AF: Yeah, that’s one issue with Semantic Information Theory. We have to work with the counterfactual evolutionary trajectories of the system. These are histories that did not occur. One task we had was to find ways to make that computable. But with Assembly Theory, it seems you really are focused on being able to measure things in a straightforward way, like using mass spectrometer measurements of molecules.
SW: Right. And that’s why I’m super excited about Assembly Theory. There is something you can measure. In Assembly Theory we always talk about what’s actually physically real. Then we can try and construct some of the structure of that counterfactual space. So in this way, I do think information is very physical. I think it’s a very material property. But the ways that we’ve been trying to talk about it and measure it in the past are not the best candidates for building a theory that you can actually test.
Again, if you go back again to the history of physics, temperature had to be invented as that thing we measured before you could make the theory of thermodynamics. And if you go back to Einstein’s theory, he was the only one that took seriously the idea of the measurements of the speed of light being constant. Then he built his theory.
AF: So let’s talk more about Assembly Theory. The “copy number” is an important quantity associated with a complex object. It tells you how many of those objects the Universe has produced. I get that this is important since a single version of a complex object tells you it’s not very important, but if there are lots of copies, that means some version of selection is at work. Can you talk more about this idea?
SW: Yes, when you have a high copy number of things, then you can begin talking from an information theoretic perspective. You’re starting to capture an emergent layer and the causal structure underlying it. Now you have this thing that you can look at as the particular time series [that led to it].

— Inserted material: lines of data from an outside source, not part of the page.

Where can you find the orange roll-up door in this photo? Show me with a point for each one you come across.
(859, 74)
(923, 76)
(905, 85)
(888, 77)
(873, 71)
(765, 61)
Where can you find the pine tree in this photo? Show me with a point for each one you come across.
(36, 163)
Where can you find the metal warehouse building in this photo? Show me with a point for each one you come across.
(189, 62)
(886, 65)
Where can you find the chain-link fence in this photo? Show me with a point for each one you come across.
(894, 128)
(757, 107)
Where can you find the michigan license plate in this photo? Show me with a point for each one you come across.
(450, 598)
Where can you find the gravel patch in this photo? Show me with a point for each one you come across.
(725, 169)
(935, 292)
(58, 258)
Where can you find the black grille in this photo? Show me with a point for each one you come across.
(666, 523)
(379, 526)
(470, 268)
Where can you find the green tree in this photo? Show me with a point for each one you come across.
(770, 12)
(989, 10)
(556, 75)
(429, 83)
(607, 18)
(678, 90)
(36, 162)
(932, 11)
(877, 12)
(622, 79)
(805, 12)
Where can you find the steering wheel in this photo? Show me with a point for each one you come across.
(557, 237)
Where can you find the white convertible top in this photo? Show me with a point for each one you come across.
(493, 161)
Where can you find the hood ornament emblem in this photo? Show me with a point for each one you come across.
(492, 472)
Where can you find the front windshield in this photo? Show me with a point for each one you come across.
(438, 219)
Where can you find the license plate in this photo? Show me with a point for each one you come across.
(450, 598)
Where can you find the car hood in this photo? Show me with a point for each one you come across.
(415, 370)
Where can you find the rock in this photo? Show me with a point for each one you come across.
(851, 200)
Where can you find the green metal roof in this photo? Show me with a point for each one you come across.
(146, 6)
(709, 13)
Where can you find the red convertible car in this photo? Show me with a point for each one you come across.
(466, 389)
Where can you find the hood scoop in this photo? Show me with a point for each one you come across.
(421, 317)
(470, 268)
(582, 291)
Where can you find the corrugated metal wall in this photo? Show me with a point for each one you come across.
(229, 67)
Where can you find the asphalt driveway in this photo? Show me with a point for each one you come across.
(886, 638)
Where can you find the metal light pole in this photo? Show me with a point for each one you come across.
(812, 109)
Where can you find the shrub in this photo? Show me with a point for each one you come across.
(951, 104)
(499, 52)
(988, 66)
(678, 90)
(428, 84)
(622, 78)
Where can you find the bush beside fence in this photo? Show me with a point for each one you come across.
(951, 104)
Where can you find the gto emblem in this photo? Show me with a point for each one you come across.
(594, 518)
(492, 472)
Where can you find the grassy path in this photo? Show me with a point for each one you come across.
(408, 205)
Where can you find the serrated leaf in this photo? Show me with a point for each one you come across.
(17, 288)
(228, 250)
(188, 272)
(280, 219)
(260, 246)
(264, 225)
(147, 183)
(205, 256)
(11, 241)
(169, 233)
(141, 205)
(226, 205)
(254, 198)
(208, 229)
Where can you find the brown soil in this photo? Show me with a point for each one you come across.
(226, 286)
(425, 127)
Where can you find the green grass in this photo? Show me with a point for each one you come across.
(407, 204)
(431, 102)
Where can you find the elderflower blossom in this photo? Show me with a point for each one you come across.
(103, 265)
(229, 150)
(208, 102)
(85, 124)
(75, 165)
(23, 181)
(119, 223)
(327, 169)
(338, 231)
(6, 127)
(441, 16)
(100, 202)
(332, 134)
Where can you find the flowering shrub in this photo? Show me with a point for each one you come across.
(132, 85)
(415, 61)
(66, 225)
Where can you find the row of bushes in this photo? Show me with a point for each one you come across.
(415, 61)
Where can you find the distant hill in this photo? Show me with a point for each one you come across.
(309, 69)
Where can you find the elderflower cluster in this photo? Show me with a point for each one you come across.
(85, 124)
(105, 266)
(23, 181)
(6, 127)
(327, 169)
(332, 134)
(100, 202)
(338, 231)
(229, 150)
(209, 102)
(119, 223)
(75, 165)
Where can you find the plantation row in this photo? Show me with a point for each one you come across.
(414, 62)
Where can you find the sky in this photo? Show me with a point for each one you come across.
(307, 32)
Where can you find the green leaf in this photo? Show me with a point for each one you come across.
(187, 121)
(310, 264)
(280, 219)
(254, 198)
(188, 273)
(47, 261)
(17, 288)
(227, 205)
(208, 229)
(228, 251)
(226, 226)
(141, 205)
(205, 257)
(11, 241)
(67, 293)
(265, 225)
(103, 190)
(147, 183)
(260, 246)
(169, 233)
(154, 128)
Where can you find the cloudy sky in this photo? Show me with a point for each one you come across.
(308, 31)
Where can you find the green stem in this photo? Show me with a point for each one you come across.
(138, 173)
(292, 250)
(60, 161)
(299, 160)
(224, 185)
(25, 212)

AF: How does this relate to selection? When the Nature paper came out, many people criticized it because they said it didn’t explain something like Darwinian selection, but I take it you were thinking about something more basic than that.
SW: In a very active sense, the Universe is constructing itself. The mechanism of selection is like the construction of what’s next. Why do some structures get created and not others? Again we have a kind of a counterfactual statement. Darwin’s got this quote about the struggle for existence but he’s always talking about things that already exist. We don’t really think about the space of things that could exist or might exist. What is the mechanism of bringing novel objects into our Universe and also those objects persisting in time?
AF: So by “selection,” you want to ask a question that comes before Darwin?
SW: Yes. A cell that can evolve. There you have a state of organization that you recognize as already having captured some of these features that we feel are intrinsic to the evolution process. But what do you have before that? What’s the process of evolution that constructs organizational states of matter that can do that? There our theories of evolution selection are inadequate so you need an even deeper theory. You need a theory that explains the evolution of evolution!
(As a final note: Our conversation went far beyond this and the previous piece. I always come away from my conversations with Walker feeling like I need to get right to work on all the great ideas we discussed. I’m following the progress of Assembly Theory closely and think time will tell whether it can live up to its possibilities and promises. In the meantime, I highly recommend her book for a discussion of physics questions that you don’t usually get in physics books.)